Webb doesn’t believe that there is necessarily always a source to our anxiety and to start tackling anxiety, we just need to recognise that we can feel other emotions too, as well as recognise that anxiety is a feeling and not an issue to ‘overcome’.

Ultimately, how we feel is derived by the meaning or the judgment that we’ve given something. If you have been diagnosed with a condition, or been told you e have an upcoming exam – you more often than not will start to manifest its outcome before even experiencing it.

But if we can change that and ask ‘what is the meaning I want to give it?’ we could find that these things might give us the opportunity to feel happiness, rather than anxiety, Webb continues.

Instead of ‘I will fail this exam’ or ‘this condition will stop me from achieving my dreams’, you can be open to the numerous other possibilities that this upcoming event, or life-changing circumstance may provide.

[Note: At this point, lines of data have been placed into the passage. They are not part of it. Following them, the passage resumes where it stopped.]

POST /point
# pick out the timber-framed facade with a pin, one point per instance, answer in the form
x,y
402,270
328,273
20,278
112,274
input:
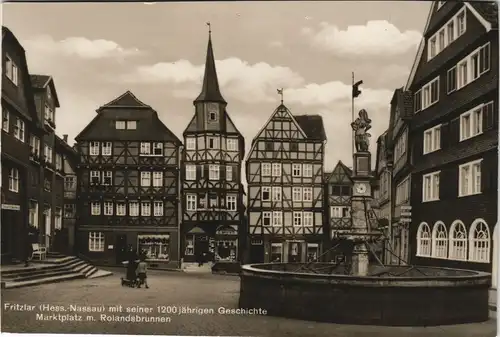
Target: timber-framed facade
x,y
338,192
285,204
212,192
128,185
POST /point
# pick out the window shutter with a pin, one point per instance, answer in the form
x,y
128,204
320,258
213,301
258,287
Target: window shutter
x,y
445,131
222,172
199,172
489,116
454,131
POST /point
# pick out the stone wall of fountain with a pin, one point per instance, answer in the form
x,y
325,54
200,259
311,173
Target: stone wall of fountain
x,y
398,296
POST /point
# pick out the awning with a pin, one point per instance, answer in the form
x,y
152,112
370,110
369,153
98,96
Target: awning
x,y
153,236
196,230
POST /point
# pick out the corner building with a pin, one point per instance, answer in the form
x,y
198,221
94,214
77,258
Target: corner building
x,y
212,192
454,136
128,185
285,189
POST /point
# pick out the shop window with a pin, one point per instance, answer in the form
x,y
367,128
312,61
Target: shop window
x,y
276,252
155,247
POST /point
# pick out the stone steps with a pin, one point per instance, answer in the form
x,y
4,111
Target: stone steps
x,y
55,268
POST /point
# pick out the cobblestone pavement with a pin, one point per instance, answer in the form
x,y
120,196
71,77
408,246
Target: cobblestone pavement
x,y
178,289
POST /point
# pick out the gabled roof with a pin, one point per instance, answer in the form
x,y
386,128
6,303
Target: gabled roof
x,y
381,148
210,91
30,114
41,82
312,125
126,100
127,107
485,12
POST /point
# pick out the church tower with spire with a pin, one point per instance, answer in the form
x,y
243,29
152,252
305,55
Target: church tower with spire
x,y
212,192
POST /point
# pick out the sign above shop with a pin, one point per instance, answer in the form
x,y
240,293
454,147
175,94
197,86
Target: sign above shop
x,y
226,231
11,207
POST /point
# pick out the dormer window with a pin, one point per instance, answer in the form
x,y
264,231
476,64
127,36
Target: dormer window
x,y
120,125
49,115
11,70
212,116
212,143
126,125
158,149
213,110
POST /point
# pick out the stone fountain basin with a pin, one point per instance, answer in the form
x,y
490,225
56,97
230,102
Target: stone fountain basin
x,y
442,296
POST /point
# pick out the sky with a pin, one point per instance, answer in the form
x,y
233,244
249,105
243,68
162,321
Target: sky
x,y
97,51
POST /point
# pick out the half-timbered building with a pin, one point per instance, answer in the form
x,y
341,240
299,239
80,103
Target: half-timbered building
x,y
128,184
47,157
338,192
285,204
381,185
19,121
400,115
212,192
454,135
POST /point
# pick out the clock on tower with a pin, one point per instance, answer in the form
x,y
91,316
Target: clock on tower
x,y
212,111
361,189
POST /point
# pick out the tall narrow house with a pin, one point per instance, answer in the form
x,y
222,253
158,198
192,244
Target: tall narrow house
x,y
19,122
128,185
285,188
212,192
338,192
48,155
454,136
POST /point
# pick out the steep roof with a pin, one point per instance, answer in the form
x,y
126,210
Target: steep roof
x,y
30,112
40,82
127,107
210,91
312,125
488,10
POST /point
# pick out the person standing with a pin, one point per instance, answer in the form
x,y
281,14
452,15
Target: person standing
x,y
141,271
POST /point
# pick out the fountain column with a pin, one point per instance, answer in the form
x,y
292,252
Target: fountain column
x,y
360,206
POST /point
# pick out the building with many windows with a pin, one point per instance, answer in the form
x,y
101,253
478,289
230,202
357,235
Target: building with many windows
x,y
285,204
453,136
212,192
19,123
128,185
48,154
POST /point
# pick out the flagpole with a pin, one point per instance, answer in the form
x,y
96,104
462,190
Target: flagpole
x,y
352,117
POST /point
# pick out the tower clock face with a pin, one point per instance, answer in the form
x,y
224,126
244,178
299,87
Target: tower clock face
x,y
361,188
213,111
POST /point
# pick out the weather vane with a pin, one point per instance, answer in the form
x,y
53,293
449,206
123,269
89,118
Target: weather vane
x,y
280,92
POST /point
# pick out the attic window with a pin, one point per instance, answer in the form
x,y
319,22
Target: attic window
x,y
120,125
11,70
212,116
126,125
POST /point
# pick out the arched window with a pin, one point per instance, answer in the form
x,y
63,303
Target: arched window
x,y
479,242
439,241
424,240
458,241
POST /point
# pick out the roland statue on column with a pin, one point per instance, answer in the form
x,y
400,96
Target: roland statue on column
x,y
361,196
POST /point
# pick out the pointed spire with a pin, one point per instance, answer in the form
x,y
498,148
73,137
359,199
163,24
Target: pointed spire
x,y
210,91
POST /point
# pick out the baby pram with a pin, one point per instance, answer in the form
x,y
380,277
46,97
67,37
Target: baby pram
x,y
131,279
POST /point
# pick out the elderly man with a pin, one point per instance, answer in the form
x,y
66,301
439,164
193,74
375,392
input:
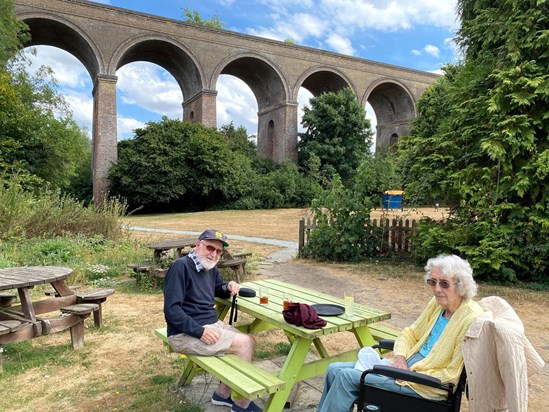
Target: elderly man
x,y
191,284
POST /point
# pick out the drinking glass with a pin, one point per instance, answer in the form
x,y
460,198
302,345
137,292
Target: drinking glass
x,y
349,303
263,295
286,300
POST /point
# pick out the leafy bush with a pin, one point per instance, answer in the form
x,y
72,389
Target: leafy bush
x,y
50,214
343,231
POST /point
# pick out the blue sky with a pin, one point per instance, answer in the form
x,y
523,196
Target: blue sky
x,y
411,33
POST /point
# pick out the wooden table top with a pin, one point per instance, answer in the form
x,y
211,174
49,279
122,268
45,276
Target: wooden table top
x,y
20,277
174,243
272,312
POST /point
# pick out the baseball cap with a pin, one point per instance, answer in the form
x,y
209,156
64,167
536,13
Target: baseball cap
x,y
212,234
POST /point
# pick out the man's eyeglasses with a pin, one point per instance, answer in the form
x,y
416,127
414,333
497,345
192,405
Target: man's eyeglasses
x,y
443,283
212,249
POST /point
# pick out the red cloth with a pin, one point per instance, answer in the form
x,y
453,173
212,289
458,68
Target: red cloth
x,y
301,314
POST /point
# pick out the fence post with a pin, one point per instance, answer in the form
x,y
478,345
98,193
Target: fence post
x,y
301,241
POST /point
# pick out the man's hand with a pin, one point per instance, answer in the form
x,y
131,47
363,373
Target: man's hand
x,y
233,287
210,336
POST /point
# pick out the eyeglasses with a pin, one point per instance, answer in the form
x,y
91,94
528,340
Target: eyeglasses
x,y
443,283
212,249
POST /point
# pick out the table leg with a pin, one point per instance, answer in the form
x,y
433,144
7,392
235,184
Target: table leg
x,y
26,304
364,336
289,373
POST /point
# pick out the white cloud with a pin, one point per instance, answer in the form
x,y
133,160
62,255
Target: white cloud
x,y
428,49
432,50
391,15
126,126
340,44
144,85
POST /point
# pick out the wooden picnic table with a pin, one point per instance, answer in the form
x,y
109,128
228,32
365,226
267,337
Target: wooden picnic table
x,y
296,366
23,321
179,245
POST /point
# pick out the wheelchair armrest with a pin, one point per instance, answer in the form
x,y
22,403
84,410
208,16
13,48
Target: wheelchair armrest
x,y
406,375
385,344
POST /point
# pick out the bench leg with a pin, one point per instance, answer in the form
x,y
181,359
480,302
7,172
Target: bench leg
x,y
98,317
77,335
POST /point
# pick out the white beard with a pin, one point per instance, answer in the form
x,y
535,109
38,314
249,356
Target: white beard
x,y
206,263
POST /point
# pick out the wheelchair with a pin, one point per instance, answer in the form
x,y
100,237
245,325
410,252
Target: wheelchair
x,y
373,398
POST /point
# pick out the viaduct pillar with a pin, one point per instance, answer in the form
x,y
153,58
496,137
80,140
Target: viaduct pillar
x,y
277,133
201,108
104,133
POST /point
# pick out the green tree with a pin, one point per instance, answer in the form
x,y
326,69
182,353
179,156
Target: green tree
x,y
38,137
180,165
13,33
491,144
193,17
337,134
376,174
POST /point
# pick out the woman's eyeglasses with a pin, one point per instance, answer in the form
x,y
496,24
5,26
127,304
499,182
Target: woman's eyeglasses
x,y
212,249
443,283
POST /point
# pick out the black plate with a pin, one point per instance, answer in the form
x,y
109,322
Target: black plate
x,y
328,309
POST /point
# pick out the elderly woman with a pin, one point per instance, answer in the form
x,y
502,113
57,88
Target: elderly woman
x,y
431,345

‘Our minds will always jump to one thing, but we can be aware that our thoughts are completely within our control and we get to decide how we react and how we perceive changes or events in our lives,’ she adds.


Staying anxiety free

Johnston explains that tackling her anxiety has gone from feeling like having to climb Mount Everest, to walking up and down small hills everyday. ‘I was at the bottom of this huge mountain and had no idea how to even begin walking up it,’ she says. ‘But Lauren has demolished it into small hills that I no longer have to be afraid of.’

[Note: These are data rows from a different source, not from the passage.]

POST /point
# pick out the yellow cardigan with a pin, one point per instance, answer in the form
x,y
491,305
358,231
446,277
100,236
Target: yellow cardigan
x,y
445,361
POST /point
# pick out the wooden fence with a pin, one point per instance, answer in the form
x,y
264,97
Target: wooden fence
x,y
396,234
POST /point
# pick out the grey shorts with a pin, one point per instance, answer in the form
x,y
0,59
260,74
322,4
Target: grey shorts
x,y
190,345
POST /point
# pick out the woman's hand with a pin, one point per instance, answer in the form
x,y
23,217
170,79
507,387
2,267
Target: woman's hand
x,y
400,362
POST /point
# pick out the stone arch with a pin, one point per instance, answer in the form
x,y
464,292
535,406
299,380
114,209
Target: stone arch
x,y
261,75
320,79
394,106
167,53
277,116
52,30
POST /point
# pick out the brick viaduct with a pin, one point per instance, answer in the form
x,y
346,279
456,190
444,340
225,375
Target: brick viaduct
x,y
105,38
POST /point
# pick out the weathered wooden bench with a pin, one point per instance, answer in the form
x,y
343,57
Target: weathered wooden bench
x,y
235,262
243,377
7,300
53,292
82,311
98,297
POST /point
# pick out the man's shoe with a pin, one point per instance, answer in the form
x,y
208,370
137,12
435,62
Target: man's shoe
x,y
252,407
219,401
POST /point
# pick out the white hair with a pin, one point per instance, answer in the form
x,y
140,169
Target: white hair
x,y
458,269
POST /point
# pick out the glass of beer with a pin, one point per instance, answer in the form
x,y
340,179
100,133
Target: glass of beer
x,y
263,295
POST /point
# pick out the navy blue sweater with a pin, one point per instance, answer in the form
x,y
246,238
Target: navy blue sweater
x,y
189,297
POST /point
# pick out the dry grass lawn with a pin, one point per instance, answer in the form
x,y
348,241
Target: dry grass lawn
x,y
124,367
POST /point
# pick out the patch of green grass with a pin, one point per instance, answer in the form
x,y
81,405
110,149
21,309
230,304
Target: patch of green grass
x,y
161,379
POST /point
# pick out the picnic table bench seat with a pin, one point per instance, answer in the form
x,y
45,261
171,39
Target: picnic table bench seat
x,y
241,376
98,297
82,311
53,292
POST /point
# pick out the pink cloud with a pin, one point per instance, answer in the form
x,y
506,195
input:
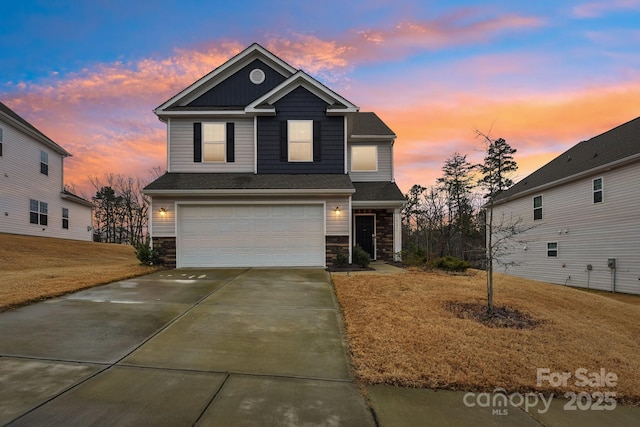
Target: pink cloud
x,y
103,114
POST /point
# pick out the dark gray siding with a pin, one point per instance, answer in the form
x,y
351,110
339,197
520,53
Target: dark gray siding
x,y
301,104
237,90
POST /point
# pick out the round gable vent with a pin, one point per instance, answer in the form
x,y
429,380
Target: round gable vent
x,y
256,76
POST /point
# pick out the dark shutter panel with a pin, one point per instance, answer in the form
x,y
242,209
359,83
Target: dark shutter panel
x,y
197,142
284,142
317,145
231,157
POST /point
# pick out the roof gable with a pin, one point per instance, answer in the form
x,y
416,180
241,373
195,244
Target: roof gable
x,y
613,147
224,71
336,103
238,90
26,127
368,125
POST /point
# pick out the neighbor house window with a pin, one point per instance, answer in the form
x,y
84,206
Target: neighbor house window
x,y
537,207
552,250
364,158
597,190
44,162
214,142
300,133
38,212
65,218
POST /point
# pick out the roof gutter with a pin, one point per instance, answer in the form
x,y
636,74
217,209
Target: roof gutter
x,y
250,192
377,204
594,171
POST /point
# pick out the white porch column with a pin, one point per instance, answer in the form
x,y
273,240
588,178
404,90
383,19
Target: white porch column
x,y
397,235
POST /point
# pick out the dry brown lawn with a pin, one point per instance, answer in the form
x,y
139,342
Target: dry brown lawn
x,y
400,332
35,268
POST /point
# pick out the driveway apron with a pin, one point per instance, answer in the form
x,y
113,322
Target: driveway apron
x,y
182,347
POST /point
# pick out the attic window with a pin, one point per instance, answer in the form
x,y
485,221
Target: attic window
x,y
256,76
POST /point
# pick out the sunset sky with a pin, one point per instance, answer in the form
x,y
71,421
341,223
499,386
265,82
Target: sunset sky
x,y
543,75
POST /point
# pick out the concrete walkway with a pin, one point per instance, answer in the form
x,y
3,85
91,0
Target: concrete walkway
x,y
238,347
213,347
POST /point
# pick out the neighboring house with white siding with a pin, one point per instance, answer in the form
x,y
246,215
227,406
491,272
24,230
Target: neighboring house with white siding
x,y
269,167
33,200
584,207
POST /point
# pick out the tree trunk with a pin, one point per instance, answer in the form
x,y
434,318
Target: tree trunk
x,y
490,261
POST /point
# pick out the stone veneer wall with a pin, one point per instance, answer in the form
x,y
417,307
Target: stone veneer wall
x,y
166,248
384,232
334,245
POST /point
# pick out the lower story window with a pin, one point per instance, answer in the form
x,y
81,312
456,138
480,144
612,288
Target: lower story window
x,y
552,250
65,218
38,212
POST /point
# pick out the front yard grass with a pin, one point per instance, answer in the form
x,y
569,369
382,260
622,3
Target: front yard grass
x,y
401,331
36,268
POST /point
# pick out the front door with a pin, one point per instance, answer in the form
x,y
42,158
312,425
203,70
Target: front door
x,y
365,231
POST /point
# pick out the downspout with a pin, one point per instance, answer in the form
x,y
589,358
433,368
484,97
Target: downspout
x,y
613,280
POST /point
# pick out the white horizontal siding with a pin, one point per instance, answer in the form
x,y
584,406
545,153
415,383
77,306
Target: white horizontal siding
x,y
21,180
384,172
587,233
180,156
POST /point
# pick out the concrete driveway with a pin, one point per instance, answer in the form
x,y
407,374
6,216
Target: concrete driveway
x,y
182,347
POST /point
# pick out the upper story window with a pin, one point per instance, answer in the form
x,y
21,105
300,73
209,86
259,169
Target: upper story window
x,y
65,218
552,250
597,190
364,158
38,212
537,207
214,142
44,162
300,134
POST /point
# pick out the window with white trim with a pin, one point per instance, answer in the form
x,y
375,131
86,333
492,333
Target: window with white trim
x,y
552,249
214,142
44,162
364,158
38,212
537,208
300,134
65,218
597,190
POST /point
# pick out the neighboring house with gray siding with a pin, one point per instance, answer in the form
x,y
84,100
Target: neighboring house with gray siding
x,y
33,200
269,167
584,207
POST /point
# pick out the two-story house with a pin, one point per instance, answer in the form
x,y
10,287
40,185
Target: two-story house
x,y
33,200
582,212
266,166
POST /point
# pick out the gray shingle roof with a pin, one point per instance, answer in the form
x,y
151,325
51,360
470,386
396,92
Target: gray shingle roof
x,y
249,181
368,124
377,191
76,199
612,146
44,138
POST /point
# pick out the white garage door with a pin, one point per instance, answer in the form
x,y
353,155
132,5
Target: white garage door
x,y
251,236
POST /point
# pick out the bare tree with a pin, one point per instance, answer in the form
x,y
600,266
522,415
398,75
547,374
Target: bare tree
x,y
120,208
496,170
457,184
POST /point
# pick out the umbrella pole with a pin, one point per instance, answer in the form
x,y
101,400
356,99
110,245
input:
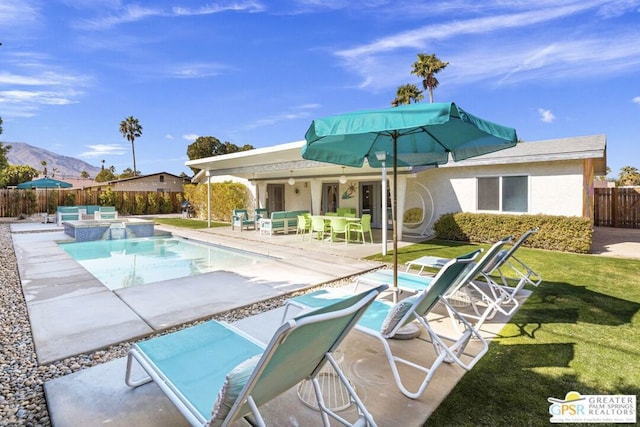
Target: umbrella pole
x,y
395,217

‘The first step to getting over it was understanding that my anxiety isn’t a problem but a human emotion,’ Johnston recounts. ‘And to ensure it stays away, I will reprogramme my mind to my own narrative, because my perfectionism and people-pleasing tendencies are a choice I make.’

Johnston has since been able to face her fear of flying and begin travelling the country again as a motivational speaker. She says she feels more confident than ever in her future, now that her anxiety towards travel is no longer keeping her from having the impact she wants to have on millions of people.

‘I am now able to show up and realise that anxiety is normal, but it doesn’t have to run my life anymore.’